INSIEME PER CAMBIARE

  • 4 November 2019 17:43:24: Il Consiglio Comunale del 30 ottobre. Com'è andata - #insiemepercambiare

    Il giorno 30 ottobre si è riunito il Consiglio Comunale che vedeva come argomento principale l’approvazione delle linee programmatiche dei prossimi 5 anni di amministrazione.
    La convocazione è stata preceduta da una richiesta, da parte della Lega, di convocare un Consiglio Comunale straordinario (un quinto dei consiglieri ha la facoltà di farlo) per discutere solo 8 loro documenti: 1 interrogazione, 2 ordini del giorno e 5 mozioni. La richiesta è stata tecnicamente rigettata dalla Segreteria Generale, in quanto non sussisteva l'eccezionalità alla quale la Lega si appellava:  tutti i temi da loro presentati potevano essere inseriti nell'ordine del giorno del Consiglio ordinario già previsto. Di fronte ad un tale atteggiamento, ci chiediamo quale sia l'obiettivo della Lega. Perché incalzare, con fare rivendicativo, l'attuale amministrazione su argomenti, come ad esempio Palazzo Sanità e il parco Lago Nord, su cui proprio la Lega in 10 anni di governo della nostra città non ha fatto niente? A soli 4 mesi di vita della nuova Amministrazione sono già lì a presentare il conto su un degrado che loro stessi hanno favorito con l'inerzia politica che li ha contraddistinti.
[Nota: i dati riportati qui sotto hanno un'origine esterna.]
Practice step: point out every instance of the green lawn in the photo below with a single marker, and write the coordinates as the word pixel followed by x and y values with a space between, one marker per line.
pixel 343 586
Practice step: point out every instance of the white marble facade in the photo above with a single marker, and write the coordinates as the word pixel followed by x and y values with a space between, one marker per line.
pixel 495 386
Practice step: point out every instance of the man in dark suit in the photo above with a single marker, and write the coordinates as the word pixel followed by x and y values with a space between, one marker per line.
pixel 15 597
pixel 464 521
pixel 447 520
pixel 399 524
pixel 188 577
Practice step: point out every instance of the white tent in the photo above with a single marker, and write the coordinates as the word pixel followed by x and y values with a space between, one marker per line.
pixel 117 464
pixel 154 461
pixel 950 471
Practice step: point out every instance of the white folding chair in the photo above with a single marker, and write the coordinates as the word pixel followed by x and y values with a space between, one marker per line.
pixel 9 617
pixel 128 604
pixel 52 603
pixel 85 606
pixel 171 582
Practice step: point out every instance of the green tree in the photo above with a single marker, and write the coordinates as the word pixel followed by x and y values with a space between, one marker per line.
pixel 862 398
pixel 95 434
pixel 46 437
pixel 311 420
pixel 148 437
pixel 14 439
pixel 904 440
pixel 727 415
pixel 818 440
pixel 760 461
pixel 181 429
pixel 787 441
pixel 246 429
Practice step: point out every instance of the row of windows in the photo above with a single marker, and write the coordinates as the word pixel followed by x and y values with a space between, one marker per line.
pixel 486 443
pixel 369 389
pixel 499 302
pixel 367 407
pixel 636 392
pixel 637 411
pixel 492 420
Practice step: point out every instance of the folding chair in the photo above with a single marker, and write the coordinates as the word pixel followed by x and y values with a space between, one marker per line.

    Visti gli accorati appelli ad una moderazione dei toni nelle sedute di Consiglio, ci chiediamo come un atteggiamento di imposizione di temi alla maggioranza possa favorire quel clima di propositiva collaborazione auspicabile, che anche il nostro gruppo vorrebbe tanto vedere prima di tutto tra i rappresentanti dei cittadini in Comune.
    I Consiglieri della Lega durante tutti i Consigli Comunali del nuovo corso, hanno messo in atto un ostruzionismo costante, intervenendo quasi sempre tutti e sei sullo stesso punto, ma mai per portare motivazioni diverse, solo per rallentare i lavori. Mercoledì scorso, sul punto riguardante le Linee Programmatiche, dai banchi della Lega vi sono stati cinque interventi per un totale di 2 ore. Possibile che al loro interno non si sappiano organizzare gli interventi facendo un minimo di sintesi, cosa che lascerebbe spazio a un dialogo più costruttivo e di confronto?
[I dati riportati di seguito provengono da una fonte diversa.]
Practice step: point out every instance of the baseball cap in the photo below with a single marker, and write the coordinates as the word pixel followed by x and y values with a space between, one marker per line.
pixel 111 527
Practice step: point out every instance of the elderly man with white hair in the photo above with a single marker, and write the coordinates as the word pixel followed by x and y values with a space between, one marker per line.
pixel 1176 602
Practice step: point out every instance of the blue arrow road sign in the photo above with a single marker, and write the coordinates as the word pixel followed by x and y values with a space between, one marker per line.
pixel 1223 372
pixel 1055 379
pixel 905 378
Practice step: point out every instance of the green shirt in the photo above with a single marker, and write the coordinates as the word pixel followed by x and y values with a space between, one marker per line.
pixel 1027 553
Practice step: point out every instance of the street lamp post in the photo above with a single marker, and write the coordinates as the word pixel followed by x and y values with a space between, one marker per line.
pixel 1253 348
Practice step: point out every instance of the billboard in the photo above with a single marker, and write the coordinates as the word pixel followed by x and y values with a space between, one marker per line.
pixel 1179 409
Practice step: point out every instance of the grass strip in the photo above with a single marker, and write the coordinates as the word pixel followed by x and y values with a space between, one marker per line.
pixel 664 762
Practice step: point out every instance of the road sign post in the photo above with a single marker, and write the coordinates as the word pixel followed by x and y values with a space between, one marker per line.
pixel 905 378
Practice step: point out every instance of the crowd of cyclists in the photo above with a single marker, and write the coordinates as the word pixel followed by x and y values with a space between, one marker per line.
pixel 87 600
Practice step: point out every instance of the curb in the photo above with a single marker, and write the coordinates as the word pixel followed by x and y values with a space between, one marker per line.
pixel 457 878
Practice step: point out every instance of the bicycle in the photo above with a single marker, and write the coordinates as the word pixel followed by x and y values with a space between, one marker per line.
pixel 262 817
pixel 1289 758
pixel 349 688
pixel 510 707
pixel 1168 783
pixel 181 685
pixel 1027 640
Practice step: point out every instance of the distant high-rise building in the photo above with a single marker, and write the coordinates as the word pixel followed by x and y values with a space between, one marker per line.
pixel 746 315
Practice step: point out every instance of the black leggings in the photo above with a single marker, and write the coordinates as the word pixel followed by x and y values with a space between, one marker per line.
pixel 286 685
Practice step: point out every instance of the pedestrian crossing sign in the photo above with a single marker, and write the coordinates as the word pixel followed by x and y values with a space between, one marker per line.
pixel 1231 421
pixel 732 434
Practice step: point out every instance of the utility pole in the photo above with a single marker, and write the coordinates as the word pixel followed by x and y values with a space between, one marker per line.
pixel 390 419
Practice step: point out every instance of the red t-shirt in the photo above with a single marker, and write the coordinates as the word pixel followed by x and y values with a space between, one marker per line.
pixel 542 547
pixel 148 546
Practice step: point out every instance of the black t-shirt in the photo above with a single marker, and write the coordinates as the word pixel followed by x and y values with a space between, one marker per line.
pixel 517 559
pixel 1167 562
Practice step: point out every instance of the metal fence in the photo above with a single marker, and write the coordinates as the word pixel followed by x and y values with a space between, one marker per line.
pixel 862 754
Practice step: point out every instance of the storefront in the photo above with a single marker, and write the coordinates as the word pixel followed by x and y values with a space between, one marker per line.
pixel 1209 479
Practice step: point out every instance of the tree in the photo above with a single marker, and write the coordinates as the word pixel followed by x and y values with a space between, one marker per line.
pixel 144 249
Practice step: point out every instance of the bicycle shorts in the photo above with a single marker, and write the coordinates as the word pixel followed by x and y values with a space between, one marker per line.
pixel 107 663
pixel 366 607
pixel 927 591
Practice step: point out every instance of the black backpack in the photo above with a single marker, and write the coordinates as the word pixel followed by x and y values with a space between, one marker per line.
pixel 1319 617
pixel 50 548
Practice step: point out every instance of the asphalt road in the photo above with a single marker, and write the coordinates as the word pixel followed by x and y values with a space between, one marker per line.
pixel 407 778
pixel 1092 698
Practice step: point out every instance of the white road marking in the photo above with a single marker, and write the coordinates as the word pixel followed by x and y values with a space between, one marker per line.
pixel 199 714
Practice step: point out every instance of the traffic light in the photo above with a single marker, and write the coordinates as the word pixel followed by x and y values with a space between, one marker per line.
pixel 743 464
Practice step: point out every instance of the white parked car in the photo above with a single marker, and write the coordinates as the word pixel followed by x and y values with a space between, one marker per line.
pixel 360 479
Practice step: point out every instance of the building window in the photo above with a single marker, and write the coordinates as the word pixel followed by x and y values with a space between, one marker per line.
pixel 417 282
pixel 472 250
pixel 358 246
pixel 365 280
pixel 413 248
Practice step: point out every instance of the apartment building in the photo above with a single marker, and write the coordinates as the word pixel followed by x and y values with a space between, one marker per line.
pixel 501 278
    L'atteggiamento tenuto sino ad ora dalla Lega, oltre a trasformare in sedute fiume il Consiglio Comunale – l'altra sera inizio alle 19.15 e termine oltre l’1.30 – rallenta anche l'attività amministrativa perché impone agli uffici del Comune di sospendere la loro attività  per trattare tecnicamente, spesso con processi laboriosi, questioni a nostro avviso in taluni casi pretestuose. Per non parlare poi degli aggravi di costo: a breve ci sarà un ulteriore Consiglio Comunale per completare i punti, per il quale dovranno essere versati altri gettoni di presenza ai Consiglieri e dovrà essere retribuito il personale impegnato nella seduta. Tale azione non può dirsi azione politica, ma puro ostruzionismo all'esercizio democratico e alla regolare gestione amministrativa.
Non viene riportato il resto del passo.